Di tutte le cose che ho letto su Expo non c’è, per quel che ho visto, nessuno che abbia rilevato questo clima strano. Come un compleanno delle elementari o la festa al liceo. Il tavolino con le bevande è pronto, mancano solo gli invitati. Quel senso di vuoto che va riempito e quell’eccitazione trepidante nei discorsi delle persone. Eppure una gioia piccolo borghese potrebbe essere sufficiente a vedere del buono in quella che è davvero una grande occasione per mettersi in vetrina.
Hanno tirato a lucido la Darsena. Fino a qualche anno fa, somigliava a certe anse dell’Arno a Pisa, dove ti aspetti da un momento all’altro una pantegana grossa come un automobile che prova a rapinarti. Con l’inaugurazione del 28 aprile scorso, sembra di avere uno spicchio di Parigi accanto a viale Papiniano. La grande vecchia signora, un po’ operaia, per certi versi ancora ruspante, di certo unica per carattere brusco, si è data una bella mano di trucco. Hanno tolto le impalcature all’imbocco di Porta Ticinese (o via dell’Ironia come l’ha chiamata qualche anonimo artista colorandola e rendendola simile a un vicolo di Berlino). Quest’aria elettrizzante la rende più affascinante.
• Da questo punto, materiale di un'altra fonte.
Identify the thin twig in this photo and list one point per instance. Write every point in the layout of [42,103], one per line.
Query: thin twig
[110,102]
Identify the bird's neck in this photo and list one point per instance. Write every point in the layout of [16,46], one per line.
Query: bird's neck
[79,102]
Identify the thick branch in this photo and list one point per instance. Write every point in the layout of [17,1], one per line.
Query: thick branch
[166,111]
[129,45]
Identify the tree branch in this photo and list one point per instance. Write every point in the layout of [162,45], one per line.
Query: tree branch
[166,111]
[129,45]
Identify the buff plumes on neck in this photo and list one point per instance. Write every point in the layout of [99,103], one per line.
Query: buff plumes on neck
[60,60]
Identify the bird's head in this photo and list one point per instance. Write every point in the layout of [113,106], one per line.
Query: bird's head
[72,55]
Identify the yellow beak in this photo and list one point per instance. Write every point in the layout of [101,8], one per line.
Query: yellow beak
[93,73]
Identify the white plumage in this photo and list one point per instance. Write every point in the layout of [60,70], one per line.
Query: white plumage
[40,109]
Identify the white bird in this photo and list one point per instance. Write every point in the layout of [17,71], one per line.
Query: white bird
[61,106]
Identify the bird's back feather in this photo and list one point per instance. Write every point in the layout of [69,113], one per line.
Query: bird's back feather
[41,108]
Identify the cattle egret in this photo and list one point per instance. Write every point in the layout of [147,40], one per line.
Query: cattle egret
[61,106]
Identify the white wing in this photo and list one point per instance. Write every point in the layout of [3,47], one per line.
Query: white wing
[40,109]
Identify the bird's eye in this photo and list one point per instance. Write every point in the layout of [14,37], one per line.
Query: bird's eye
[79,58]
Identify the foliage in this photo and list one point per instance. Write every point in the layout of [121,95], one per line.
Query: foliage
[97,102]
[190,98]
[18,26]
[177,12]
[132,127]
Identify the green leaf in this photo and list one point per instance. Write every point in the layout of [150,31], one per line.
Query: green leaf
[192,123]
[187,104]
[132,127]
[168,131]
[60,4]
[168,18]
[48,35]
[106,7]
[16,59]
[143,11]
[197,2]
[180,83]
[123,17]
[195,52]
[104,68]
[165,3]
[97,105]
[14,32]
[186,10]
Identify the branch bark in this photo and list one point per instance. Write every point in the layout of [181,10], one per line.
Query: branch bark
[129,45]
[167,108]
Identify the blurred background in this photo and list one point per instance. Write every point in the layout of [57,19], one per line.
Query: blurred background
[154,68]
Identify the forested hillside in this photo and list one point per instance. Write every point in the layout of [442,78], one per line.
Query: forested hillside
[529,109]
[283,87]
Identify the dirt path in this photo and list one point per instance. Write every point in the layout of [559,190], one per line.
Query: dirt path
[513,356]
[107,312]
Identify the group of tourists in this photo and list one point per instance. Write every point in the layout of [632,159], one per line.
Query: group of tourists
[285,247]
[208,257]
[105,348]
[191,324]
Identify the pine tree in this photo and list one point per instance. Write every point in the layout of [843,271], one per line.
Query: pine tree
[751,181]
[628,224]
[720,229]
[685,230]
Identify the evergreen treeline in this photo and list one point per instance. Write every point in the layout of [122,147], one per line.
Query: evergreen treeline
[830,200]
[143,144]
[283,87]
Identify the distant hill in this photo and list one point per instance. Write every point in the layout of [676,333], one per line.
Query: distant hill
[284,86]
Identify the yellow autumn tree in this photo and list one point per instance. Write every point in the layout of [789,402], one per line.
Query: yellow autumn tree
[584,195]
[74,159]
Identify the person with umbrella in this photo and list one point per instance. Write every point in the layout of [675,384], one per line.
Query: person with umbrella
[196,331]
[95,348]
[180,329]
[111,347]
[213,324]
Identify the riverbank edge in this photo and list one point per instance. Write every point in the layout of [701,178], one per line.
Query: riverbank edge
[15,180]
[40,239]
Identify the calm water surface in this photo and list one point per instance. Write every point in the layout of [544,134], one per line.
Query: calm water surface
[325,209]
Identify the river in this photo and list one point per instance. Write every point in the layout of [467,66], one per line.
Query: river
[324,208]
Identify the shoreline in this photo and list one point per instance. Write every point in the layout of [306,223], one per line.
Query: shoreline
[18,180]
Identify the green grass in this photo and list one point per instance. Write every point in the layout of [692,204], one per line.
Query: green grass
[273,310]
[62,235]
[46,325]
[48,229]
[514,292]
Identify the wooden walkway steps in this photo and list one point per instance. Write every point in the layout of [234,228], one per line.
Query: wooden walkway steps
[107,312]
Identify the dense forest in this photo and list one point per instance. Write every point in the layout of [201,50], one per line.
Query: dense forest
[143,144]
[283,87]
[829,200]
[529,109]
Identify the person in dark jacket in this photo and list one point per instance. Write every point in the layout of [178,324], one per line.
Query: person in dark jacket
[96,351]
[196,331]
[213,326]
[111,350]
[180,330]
I giardini Montanelli e il viale pieno di fiori, la silenziosa Brera, gli eccessi della Galleria e la calma atavica del castello. Il tutto nonostante le fotocopie del suo cielo “di panta”. È bello vedere i milanesi provare a far finta di niente, a lamentarsi del traffico, dei lavori non finiti e poi ritrovarsi tutti in fila a vedere il concerto inaugurale in Piazza Duomo. In questi giorni siamo un po’ tutti milanesi. La voglia di polemica (spesso giustificata e auspicabile), ma con quel pizzico di curiosità dell’andare a una festa di persone che non conosci. Al di là delle speculazioni, del “dopo Expo”, delle polemiche sul lavoro (proviamoci un secondo ad andare al di là), credo fermamente che la vetrina possa aiutarci a riscoprire il nostro Paese. A riscoprire la bellezza anche attraverso il cibo.
A riscoprire anche Milano, che il compatriota Bianciardi odiava a morte nel suo boom economico, ora che si sta convertendo a posto vivibile con un proprio equilibrio imparando, col tempo, a gestire gli eccessi (ma non l’ansia). E, come corollario, a valorizzare il territorio di questo Stivale anche e soprattutto da un punto di vista ambientale.
Di tutto questo mi dispiace solo che troppe persone vedranno la villa dei fenicotteri che sentivo un po’ mia dopo averla scoperta per sbaglio, o il citofono a orecchio, o che qualcuno provi a contare le facce scolpite sulle superfici del Duomo dopo che uno studente straniero in Erasmus si fermò a 5400.